Metadata-Version: 2.3
Name: image-manipulation-datasets
Version: 0.6.5
Summary: A collection of image manipulation dataset classes implemented in PyTorch
Author: Spencer Cain
Author-email: cainspencerm@protonmail.com
Requires-Python: >=3.9
Classifier: Programming Language :: Python :: 3
Classifier: Programming Language :: Python :: 3.9
Classifier: Programming Language :: Python :: 3.10
Classifier: Programming Language :: Python :: 3.11
Classifier: Programming Language :: Python :: 3.12
Classifier: Programming Language :: Python :: 3.13
Requires-Dist: numpy (>=1.22.4,<2.0.0)
Requires-Dist: pillow (>=9.1.1,<10.0.0)
Requires-Dist: torch (>=1.11.0,<2.0.0)
Description-Content-Type: text/markdown

# Image Manipulation Datasets (IMDS)

This Python package provides PyTorch-compatible dataset classes for common image manipulation datasets used in digital forensics and deepfake detection research.

## Supported Datasets

- **CASIA 2.0** - Forgery classification dataset with 4,795 images
- **Defacto** - Collection of manipulation datasets:
  - Copy/Move (~19,000 forgeries)
  - Splicing (~105,000 forgeries) 
  - Inpainting (~25,000 forgeries)
- **Coverage** - Copy-move forgery database with similar genuine objects
- **IMD2020** - Real-life manipulated images from the Internet (2,010 images)

## Installation

```bash
pip install git+https://github.com/cainspencerm/image-manipulation-datasets.git@0.6
```

## Quick Start

```python
from imds import casia
from torch.utils.data import DataLoader

# Load any dataset
dataset = casia.CASIA2(data_dir='data/CASIA2.0', split='train')
dataloader = DataLoader(dataset, batch_size=32, shuffle=True)

for images, masks in dataloader:
    # images: torch.Tensor shape (batch_size, 3, H, W)
    # masks: torch.Tensor shape (batch_size, 1, H, W) 
    pass
```

## Documentation

For comprehensive API documentation, usage examples, and advanced features, see:

**[📖 API Documentation](API_DOCUMENTATION.md)**

The documentation includes:
- Complete API reference for all dataset classes
- Usage examples and common patterns
- Directory structure requirements for each dataset
- Performance optimization tips
- Error handling guidelines

## Sample Quality

Datasets are not always perfect.
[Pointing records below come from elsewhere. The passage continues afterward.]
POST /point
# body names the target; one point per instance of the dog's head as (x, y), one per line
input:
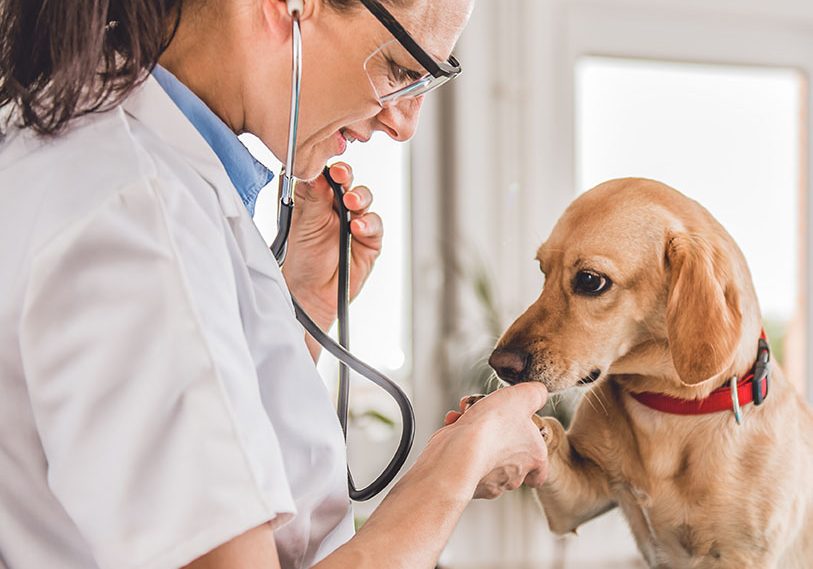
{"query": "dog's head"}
(639, 281)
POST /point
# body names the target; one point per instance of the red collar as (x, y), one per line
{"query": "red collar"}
(751, 388)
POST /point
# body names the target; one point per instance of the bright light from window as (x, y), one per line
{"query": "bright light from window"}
(726, 136)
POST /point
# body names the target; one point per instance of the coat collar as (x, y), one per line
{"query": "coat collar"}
(248, 174)
(150, 105)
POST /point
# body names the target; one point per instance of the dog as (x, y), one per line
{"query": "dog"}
(649, 301)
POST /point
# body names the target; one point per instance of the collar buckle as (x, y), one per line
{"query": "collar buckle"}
(761, 371)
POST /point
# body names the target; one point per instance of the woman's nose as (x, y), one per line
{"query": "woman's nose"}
(401, 119)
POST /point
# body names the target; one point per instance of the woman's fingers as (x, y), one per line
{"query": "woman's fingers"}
(368, 230)
(358, 200)
(342, 174)
(451, 417)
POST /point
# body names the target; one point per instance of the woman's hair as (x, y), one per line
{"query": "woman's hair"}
(60, 59)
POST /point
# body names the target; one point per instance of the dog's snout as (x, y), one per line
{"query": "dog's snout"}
(510, 365)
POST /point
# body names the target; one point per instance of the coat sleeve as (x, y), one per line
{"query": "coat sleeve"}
(144, 392)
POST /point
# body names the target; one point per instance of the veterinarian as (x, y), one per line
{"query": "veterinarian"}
(160, 404)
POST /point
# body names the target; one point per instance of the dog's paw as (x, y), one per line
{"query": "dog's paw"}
(467, 402)
(551, 430)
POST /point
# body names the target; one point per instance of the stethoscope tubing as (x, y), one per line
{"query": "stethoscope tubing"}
(339, 350)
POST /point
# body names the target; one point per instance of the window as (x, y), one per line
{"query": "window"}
(730, 137)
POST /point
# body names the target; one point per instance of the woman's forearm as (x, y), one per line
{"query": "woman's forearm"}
(413, 524)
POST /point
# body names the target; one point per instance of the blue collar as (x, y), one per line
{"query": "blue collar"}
(247, 174)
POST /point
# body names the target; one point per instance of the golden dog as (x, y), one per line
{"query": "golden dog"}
(646, 293)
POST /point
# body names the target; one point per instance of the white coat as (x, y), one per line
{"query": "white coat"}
(156, 394)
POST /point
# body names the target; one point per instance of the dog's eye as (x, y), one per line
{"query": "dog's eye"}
(590, 283)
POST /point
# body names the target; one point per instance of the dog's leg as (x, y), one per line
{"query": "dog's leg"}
(576, 489)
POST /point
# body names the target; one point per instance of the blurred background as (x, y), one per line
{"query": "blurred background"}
(709, 96)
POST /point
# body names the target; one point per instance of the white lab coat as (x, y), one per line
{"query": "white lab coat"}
(156, 394)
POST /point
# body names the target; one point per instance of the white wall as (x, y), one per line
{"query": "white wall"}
(514, 173)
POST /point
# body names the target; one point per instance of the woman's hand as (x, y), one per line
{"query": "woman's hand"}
(311, 265)
(499, 436)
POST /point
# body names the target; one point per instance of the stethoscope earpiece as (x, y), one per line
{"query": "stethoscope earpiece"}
(339, 351)
(295, 6)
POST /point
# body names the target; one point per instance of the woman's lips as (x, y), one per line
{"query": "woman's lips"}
(341, 143)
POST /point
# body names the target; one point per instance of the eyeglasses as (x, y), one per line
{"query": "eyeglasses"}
(391, 68)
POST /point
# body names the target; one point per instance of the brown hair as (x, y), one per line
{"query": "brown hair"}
(60, 59)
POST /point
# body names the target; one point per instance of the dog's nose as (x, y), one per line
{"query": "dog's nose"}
(510, 365)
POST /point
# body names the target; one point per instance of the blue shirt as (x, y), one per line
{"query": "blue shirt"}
(248, 174)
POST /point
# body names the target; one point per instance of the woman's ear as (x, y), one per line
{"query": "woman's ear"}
(703, 316)
(278, 19)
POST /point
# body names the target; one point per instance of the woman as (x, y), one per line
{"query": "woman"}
(160, 407)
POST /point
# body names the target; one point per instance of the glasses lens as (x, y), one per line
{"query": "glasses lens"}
(394, 73)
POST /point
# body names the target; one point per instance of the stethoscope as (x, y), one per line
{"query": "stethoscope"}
(340, 351)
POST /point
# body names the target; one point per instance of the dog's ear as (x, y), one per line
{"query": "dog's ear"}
(703, 316)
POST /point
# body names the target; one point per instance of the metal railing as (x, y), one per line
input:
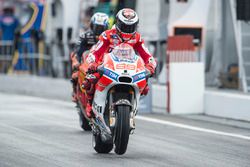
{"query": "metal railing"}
(25, 57)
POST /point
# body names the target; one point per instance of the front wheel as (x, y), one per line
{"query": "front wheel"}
(84, 123)
(122, 129)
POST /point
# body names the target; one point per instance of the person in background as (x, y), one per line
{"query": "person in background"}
(124, 31)
(98, 24)
(8, 24)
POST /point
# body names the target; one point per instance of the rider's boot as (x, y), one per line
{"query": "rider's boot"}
(145, 90)
(74, 85)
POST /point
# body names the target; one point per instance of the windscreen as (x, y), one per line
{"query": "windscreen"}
(124, 52)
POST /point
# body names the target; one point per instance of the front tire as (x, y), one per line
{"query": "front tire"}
(99, 145)
(122, 129)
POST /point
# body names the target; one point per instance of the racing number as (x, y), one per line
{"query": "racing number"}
(125, 66)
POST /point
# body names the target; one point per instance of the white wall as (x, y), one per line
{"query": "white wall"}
(227, 104)
(186, 88)
(194, 13)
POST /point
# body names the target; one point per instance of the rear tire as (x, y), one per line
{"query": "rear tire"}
(99, 146)
(122, 129)
(84, 123)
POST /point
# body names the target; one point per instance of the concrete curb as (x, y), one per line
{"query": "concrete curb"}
(36, 86)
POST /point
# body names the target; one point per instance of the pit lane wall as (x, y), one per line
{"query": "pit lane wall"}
(218, 103)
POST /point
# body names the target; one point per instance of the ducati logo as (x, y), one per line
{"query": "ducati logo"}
(129, 14)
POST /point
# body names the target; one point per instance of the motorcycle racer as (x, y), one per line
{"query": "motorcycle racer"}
(98, 24)
(124, 31)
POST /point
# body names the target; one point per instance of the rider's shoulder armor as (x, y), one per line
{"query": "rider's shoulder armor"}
(90, 38)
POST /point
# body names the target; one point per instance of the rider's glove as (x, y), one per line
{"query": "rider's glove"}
(92, 67)
(150, 68)
(75, 63)
(151, 65)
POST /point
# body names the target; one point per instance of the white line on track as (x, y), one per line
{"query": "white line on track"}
(153, 120)
(179, 125)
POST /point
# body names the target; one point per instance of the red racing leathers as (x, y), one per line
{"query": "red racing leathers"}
(107, 41)
(110, 39)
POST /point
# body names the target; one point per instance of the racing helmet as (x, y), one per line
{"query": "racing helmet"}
(99, 22)
(126, 23)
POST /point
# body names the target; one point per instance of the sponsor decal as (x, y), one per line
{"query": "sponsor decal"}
(97, 107)
(110, 74)
(139, 76)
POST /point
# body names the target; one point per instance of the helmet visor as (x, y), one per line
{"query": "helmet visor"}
(125, 28)
(98, 29)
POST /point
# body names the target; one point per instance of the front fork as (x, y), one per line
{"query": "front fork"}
(112, 114)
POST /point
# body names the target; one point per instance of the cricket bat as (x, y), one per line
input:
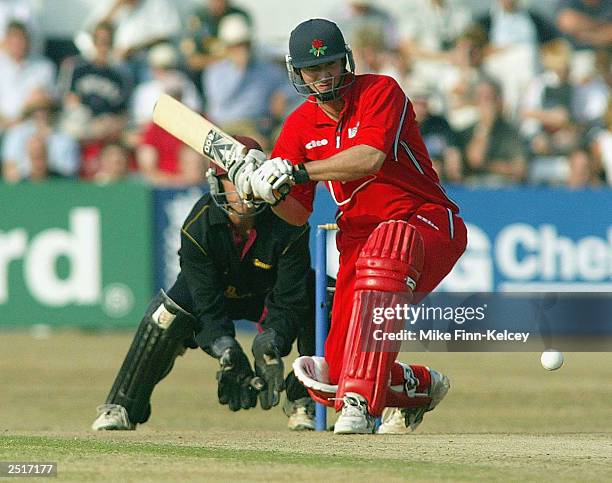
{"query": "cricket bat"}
(196, 131)
(200, 134)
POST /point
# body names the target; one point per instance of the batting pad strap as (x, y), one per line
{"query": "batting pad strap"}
(388, 268)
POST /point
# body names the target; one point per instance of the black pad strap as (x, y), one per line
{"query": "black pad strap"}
(159, 339)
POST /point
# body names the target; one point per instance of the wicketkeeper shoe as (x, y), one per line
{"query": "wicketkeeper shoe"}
(402, 421)
(354, 418)
(112, 417)
(301, 414)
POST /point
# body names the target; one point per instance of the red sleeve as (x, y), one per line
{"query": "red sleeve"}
(290, 147)
(383, 106)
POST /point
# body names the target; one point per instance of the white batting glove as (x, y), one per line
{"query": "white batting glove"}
(241, 170)
(272, 180)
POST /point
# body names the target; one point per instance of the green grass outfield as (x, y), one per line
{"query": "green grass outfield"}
(505, 418)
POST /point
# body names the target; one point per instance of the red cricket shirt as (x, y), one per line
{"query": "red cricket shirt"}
(376, 113)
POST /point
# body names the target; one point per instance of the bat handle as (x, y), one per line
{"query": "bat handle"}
(281, 192)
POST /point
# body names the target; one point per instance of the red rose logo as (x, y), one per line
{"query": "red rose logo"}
(317, 43)
(318, 47)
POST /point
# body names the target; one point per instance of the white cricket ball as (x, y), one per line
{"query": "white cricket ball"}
(551, 359)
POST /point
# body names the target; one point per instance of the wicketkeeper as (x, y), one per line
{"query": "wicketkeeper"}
(238, 261)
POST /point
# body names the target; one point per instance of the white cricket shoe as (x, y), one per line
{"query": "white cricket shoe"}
(406, 420)
(301, 414)
(112, 417)
(354, 418)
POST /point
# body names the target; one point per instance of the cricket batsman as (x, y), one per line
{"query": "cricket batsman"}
(238, 261)
(399, 233)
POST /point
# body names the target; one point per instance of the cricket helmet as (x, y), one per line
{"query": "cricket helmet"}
(314, 42)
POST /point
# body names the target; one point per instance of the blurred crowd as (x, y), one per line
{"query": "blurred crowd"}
(505, 97)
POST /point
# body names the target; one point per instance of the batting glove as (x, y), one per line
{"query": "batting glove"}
(269, 367)
(272, 181)
(242, 168)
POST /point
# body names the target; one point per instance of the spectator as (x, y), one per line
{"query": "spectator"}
(113, 164)
(165, 162)
(241, 88)
(97, 92)
(39, 160)
(163, 61)
(21, 76)
(547, 118)
(61, 151)
(428, 31)
(590, 92)
(356, 15)
(139, 24)
(586, 23)
(27, 13)
(513, 33)
(493, 150)
(439, 138)
(372, 56)
(201, 46)
(601, 145)
(458, 81)
(429, 27)
(582, 172)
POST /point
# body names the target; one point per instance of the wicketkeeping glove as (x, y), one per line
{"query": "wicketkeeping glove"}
(237, 384)
(269, 367)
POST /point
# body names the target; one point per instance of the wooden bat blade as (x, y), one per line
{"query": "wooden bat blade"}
(195, 131)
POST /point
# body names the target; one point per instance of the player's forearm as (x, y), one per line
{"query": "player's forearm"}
(292, 211)
(354, 163)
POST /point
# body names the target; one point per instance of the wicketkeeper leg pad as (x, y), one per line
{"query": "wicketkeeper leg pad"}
(387, 271)
(159, 339)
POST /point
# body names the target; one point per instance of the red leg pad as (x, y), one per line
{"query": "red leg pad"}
(387, 270)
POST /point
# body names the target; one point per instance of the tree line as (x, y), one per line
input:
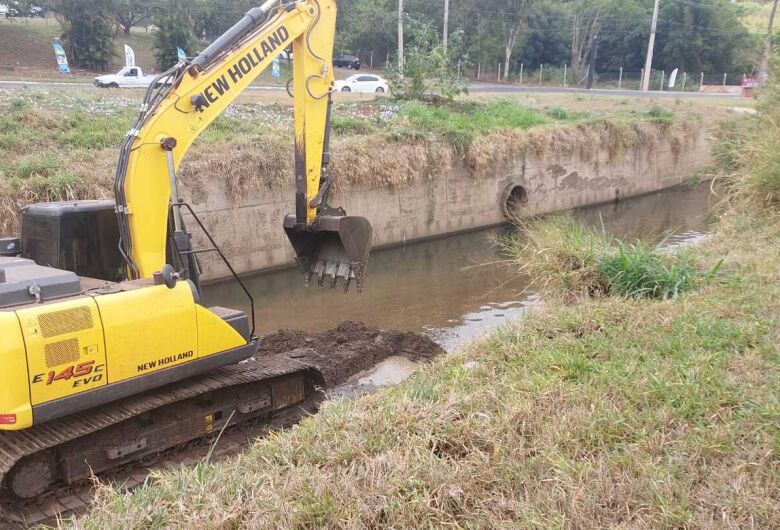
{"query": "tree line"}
(693, 35)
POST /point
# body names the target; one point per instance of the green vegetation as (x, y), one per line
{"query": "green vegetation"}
(693, 36)
(175, 31)
(750, 155)
(613, 411)
(459, 123)
(604, 413)
(567, 258)
(87, 32)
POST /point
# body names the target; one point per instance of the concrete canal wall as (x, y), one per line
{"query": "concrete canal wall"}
(549, 171)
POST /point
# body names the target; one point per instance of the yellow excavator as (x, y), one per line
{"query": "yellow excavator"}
(107, 354)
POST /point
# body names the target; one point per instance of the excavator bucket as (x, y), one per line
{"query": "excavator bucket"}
(336, 247)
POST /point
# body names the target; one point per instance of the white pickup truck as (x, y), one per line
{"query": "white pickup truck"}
(127, 77)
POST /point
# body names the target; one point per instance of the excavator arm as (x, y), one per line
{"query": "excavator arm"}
(184, 101)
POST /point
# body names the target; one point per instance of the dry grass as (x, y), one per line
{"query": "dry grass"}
(488, 153)
(608, 413)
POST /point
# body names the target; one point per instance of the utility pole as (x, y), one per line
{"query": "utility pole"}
(651, 49)
(594, 50)
(401, 37)
(446, 23)
(768, 42)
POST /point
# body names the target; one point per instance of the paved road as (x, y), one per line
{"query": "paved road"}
(86, 86)
(475, 87)
(515, 89)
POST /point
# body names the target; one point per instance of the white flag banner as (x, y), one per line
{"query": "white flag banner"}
(129, 56)
(673, 77)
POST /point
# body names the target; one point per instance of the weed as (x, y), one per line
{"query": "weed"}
(558, 113)
(638, 270)
(44, 166)
(346, 125)
(607, 413)
(661, 115)
(567, 258)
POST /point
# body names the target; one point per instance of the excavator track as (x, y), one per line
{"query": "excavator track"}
(53, 455)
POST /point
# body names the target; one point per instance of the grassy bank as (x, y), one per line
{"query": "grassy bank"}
(605, 412)
(614, 406)
(61, 145)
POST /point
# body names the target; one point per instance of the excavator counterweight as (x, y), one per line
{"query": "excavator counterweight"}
(108, 355)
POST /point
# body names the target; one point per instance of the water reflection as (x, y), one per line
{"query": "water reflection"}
(444, 287)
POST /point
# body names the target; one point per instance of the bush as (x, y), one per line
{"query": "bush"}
(430, 70)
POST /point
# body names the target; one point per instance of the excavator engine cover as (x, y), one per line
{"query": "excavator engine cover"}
(334, 247)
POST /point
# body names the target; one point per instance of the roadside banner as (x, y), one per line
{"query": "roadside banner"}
(673, 77)
(62, 59)
(129, 56)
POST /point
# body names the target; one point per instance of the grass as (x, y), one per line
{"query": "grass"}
(567, 258)
(75, 139)
(749, 157)
(461, 122)
(607, 413)
(630, 411)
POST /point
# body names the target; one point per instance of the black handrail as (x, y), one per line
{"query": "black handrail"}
(182, 204)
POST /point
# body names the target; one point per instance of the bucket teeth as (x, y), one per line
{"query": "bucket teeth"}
(335, 248)
(333, 271)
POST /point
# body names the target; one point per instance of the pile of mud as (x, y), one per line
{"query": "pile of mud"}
(348, 349)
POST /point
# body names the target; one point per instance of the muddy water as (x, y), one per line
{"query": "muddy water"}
(452, 289)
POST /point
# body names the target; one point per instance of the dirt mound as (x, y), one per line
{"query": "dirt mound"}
(348, 349)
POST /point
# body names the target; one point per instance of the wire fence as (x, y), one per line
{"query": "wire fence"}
(563, 76)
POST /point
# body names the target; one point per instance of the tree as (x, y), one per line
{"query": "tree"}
(367, 25)
(510, 19)
(428, 66)
(87, 31)
(174, 31)
(130, 13)
(699, 37)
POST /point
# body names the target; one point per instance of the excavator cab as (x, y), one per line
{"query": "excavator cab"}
(333, 248)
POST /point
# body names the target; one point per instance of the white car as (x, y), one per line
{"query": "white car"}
(363, 83)
(127, 77)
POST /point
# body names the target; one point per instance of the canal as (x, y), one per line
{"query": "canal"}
(455, 288)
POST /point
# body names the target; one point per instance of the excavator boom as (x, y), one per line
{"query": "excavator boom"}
(326, 241)
(108, 357)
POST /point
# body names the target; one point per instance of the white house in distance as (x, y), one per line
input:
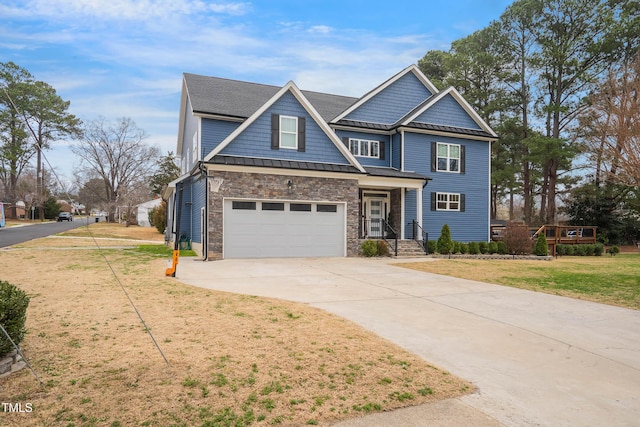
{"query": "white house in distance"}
(143, 210)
Of the available datasets, COVERAGE, CASIA 2, and Defacto Splicing had images and masks that didn't match in size, though they have been verified as pairs. For this reason, the dataset classes resize the masks to the size of the original image, with the hopes that the masks line up correctly with the image. This is unverified as it would require manually verifying each of the over 110,000 image and mask pairs.